# 31"-32" Tires



## Waddaman (Oct 3, 2010)

Just curious why don't they make a 12" Wide tire for a 14" rim? They have 7" wide rims for both 12" and 14" rims. they make 12" wide 29.5's on 12" wheel. why not a 12" wide 31" law or 32" back for a 14" Rim? is the tire size to big?


----------



## LM83 (Jul 23, 2010)

They make a 31x11x14 outlaw. It's a lot of tire.


----------



## Waddaman (Oct 3, 2010)

yeah, i know, but is 1" such a big difference? 1" width doesn't add much weight. We need 12" wide tires in rear for muskeg up here, 10's just wont work. 11's possibly for rear, 10's no


----------



## backwoodsboy70 (Oct 26, 2010)

Personally id. go with 31x11 laws there perfect imo they pull better then my bros 29.5x12's the 12s float too much mine float but dig too best of both worlds i think my buddys 29.5x10's dig way to much its all up to you wat you choose though this is just from my personal experience:buttkick:


----------



## Waddaman (Oct 3, 2010)

The problem is that up here we have different mud. You MUST have a wide tire in rear, its bottomless mud, if you have 10's in rear youll dig to bottom in no time, there no good. gotta have 12, can i get away with a 11? Im not sure, But if no one comes out with a 10" and 12" set of 31"-32" i gotta get 31 wide laws in back and skinnies in front. And even if i can get away with 11 in the rear then i gotta get away with 9 in the front also..


----------



## LM83 (Jul 23, 2010)

Running a 11" law rear is diff than running say a 12" zilla or something. They do have a wide side lug.

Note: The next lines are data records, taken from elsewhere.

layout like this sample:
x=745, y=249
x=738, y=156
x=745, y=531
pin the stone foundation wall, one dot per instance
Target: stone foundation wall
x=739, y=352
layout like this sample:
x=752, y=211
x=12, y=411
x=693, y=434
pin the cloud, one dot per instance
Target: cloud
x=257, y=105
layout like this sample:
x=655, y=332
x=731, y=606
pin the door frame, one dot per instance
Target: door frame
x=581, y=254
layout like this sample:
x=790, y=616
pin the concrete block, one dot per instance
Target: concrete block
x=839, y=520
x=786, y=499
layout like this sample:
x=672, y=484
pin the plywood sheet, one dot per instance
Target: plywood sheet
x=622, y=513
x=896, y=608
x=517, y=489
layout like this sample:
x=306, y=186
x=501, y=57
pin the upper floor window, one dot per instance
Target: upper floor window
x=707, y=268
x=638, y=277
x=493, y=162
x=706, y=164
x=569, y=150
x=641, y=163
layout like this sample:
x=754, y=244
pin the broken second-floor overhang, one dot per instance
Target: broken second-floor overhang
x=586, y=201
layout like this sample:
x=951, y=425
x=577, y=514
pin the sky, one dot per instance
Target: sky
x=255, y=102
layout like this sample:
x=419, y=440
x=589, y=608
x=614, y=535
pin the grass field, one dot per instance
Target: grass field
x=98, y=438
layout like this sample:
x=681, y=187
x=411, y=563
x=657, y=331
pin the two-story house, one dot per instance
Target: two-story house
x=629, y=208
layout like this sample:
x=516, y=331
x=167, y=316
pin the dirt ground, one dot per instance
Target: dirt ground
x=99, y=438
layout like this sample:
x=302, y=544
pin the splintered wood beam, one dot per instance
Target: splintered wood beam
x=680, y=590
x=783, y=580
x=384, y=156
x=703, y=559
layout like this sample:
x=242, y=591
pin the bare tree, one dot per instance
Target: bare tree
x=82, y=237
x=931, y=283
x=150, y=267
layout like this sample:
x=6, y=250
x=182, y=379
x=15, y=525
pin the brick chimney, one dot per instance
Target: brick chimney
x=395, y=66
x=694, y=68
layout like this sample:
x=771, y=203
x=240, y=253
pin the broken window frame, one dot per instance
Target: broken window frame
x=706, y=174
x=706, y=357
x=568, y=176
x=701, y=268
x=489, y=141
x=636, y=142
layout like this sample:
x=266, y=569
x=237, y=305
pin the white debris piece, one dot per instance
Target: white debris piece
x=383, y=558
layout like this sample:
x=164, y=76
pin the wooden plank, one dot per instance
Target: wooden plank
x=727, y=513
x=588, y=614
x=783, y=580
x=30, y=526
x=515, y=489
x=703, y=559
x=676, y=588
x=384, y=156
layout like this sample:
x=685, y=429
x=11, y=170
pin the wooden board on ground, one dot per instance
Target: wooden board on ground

I'm running all skinnys but it suites where I ride.


----------



## LM83 (Jul 23, 2010)

They make spacers if ur trying to get outside everyones ruts...


----------



## jctgumby (Apr 23, 2009)

He is not trying to get outside of ruts but looking for more flotation on top of bottomless mud


----------



## Waddaman (Oct 3, 2010)

Yup. I know there different then villas. Lol. I'm running 29.5s laws now. Wide rears for getting through the hole, and skinny fronts for climbing out of ruts. And want 31-32 For gc which is good for both parts


----------



## filthyredneck (Feb 10, 2010)

I came off of 29.5 skinny/wides for my 31s, and honestly theres not too big of a difference in the width of the rears. I definitely like the performance of my 31s better than my 29.5s, they ride better and also seem to stay on or near the bottom better, I think it has to do with the 14" wheels honestly.(but don't know that for sure) I think you'd be happy with the 31 laws.


----------



## islandlife (Jul 4, 2010)

the point of the wide rear is to stay off the bottom. mines a solid rear, and we have a lot of bottomless mud around here, so i understand where you are coming from, waddaman. my thought is tire manufacturers dont produce the bigger tires in extra wide to save any weight they can. alot of the smaller diameter tires (26-27) are not being made with a full 12" width either. i personally love the looks and the ride/performance of a really wide rear tire, i wish there were more options out there.


----------